In that case, Planned Parenthood v. Casey, the Supreme Court ultimately reaffirmed the right to abortion, but struck down the spousal-notification provision Alito had sought to uphold.

Shaman said that he thought Alito would have dissented in Roe, and that the big question now was how Alito’s view of stare decisis would come into play the next time an abortion case reaches the court.

“It’s very difficult to figure out where he will come down, because so much depends upon … how much respect he has to whether or not Roe and Casey are established law,” Shaman said. “We don’t get much of a sense about Judge Alito as to where he is with regard to when it’s proper to overrule a decision.”

Susan Low Bloch, a constitutional law expert at Georgetown University, said Alito’s Third Circuit opinions did not offer much insight. “You can tell very little from his court of appeals rulings,” said Bloch, other than “he’s very good at following precedent.”

The newly released 1985 document, she said, will make Alito more vulnerable to questions about his views on Roe.

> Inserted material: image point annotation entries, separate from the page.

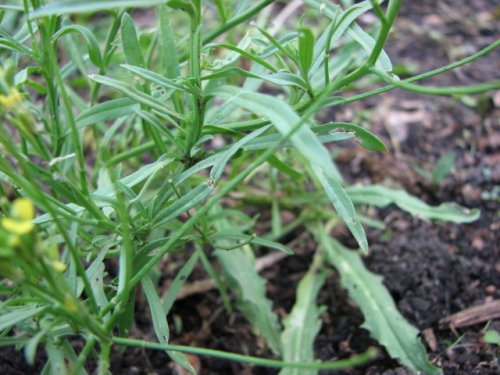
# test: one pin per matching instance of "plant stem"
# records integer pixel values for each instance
(357, 360)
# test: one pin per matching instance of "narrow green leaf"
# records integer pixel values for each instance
(72, 6)
(160, 324)
(130, 42)
(382, 318)
(306, 49)
(168, 49)
(158, 316)
(279, 78)
(92, 44)
(183, 204)
(283, 118)
(492, 337)
(224, 158)
(285, 168)
(366, 139)
(381, 196)
(108, 192)
(155, 78)
(10, 319)
(179, 281)
(110, 110)
(138, 96)
(55, 359)
(367, 42)
(245, 238)
(303, 323)
(250, 289)
(238, 268)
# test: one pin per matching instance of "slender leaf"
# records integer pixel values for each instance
(110, 110)
(306, 47)
(283, 118)
(381, 196)
(19, 315)
(92, 44)
(130, 42)
(252, 240)
(366, 139)
(382, 318)
(303, 323)
(75, 6)
(160, 324)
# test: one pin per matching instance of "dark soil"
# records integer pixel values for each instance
(432, 270)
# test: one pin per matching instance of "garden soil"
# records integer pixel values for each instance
(433, 270)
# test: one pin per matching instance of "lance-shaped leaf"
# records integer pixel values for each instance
(382, 319)
(381, 196)
(284, 118)
(303, 323)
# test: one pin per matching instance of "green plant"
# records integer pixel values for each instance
(109, 131)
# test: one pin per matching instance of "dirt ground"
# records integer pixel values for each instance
(432, 270)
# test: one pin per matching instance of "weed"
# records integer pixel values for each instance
(130, 142)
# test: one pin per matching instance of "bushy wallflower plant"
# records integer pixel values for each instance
(137, 142)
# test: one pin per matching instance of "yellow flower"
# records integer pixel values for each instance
(21, 220)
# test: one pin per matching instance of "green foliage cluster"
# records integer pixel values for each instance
(128, 140)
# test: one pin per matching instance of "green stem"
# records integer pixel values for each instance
(197, 104)
(357, 360)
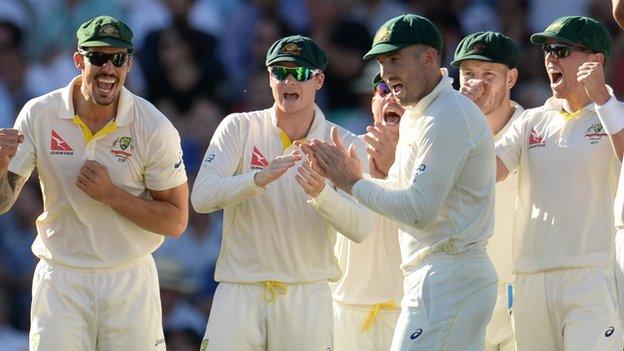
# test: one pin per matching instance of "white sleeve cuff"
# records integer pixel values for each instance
(611, 115)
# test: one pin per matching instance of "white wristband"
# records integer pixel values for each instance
(611, 114)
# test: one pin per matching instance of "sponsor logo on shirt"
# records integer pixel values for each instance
(535, 139)
(595, 133)
(258, 161)
(609, 331)
(122, 148)
(58, 145)
(420, 170)
(416, 334)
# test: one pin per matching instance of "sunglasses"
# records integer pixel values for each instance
(560, 50)
(100, 59)
(382, 89)
(301, 74)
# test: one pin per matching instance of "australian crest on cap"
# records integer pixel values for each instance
(554, 27)
(109, 30)
(476, 48)
(383, 34)
(291, 49)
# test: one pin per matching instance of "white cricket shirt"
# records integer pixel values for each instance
(140, 149)
(275, 234)
(567, 181)
(442, 190)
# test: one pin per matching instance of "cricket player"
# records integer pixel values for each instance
(367, 297)
(113, 182)
(563, 250)
(487, 63)
(440, 191)
(280, 220)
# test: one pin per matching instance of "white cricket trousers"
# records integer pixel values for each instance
(349, 333)
(567, 309)
(270, 316)
(447, 304)
(499, 335)
(108, 309)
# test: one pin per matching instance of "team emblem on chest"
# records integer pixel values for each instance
(536, 139)
(258, 161)
(58, 145)
(122, 148)
(595, 133)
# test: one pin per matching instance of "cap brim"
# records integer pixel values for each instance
(543, 37)
(458, 61)
(296, 60)
(106, 43)
(384, 48)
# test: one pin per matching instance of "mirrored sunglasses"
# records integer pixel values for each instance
(300, 74)
(99, 58)
(382, 89)
(560, 50)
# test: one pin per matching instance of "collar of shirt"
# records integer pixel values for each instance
(124, 108)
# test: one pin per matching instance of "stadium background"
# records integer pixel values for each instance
(197, 61)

Alito’s long-ago remark, she said, “raises a question of what he would think about overturning it now – 30 years later.”

While his judicial colleagues and former law clerks said he had not tipped his hand on whether he would uphold Roe, they said that Alito, who is known as a stalwart of judicial restraint, would surely give much weight to the 32-year-old precedent.

“He looks at precedent, and follows precedent,” said Third Circuit Judge Leonard I. Garth, a longtime judge who hired Alito as a law clerk in 1976.

Garth said that although the Supreme Court has the authority to overturn precedent, it does so only rarely. “They don’t do it easily, and they don’t do it very often,” said Garth.

Adam Ciongoli, a corporate lawyer in New York who formerly was a law clerk for Alito, said, “I think he would look at Roe as a serious precedent that was decided over 30 years ago, and has been tested in the interim.”

Judge Ruggero J. Aldisert, another of Alito’s colleagues on the Third Circuit, said he would “hate to make any prediction” on Alito’s view, but said Alito has “always been cautious and careful” and “seems to place an important value on precedential authority.”

Aldisert said there is a long line of case law stating that a precedent should not be overturned unless the reason has changed substantially, or is no longer valid.

Thus, he said, he does not believe that the high court could easily overturn Roe.

In the newly released papers, Alito, then a lawyer who argued Supreme Court cases for the Justice Department, was applying in 1985 to become a deputy assistant attorney general in the Reagan administration.

It had been an “honor,” he wrote, according to The Associated Press, to help advance legal positions “in which I personally believe very strongly.

“I am particularly proud of my contributions in recent cases in which the government has argued in the Supreme Court that racial and ethnic quotes should not be allowed and that the Constitution does not protect a right to an abortion.”

Alito described himself in the application as a conservative who believed in judicial restraint, The Associated Press reported.

He said he believed “very strongly in limited government, federalism, free enterprise, the supremacy of the elected branches of government, the need for a strong defense and effective law enforcement, and the legitimacy of a government role in protecting traditional values.”

Twenty years later, Alito is sure to be questioned closely on those words.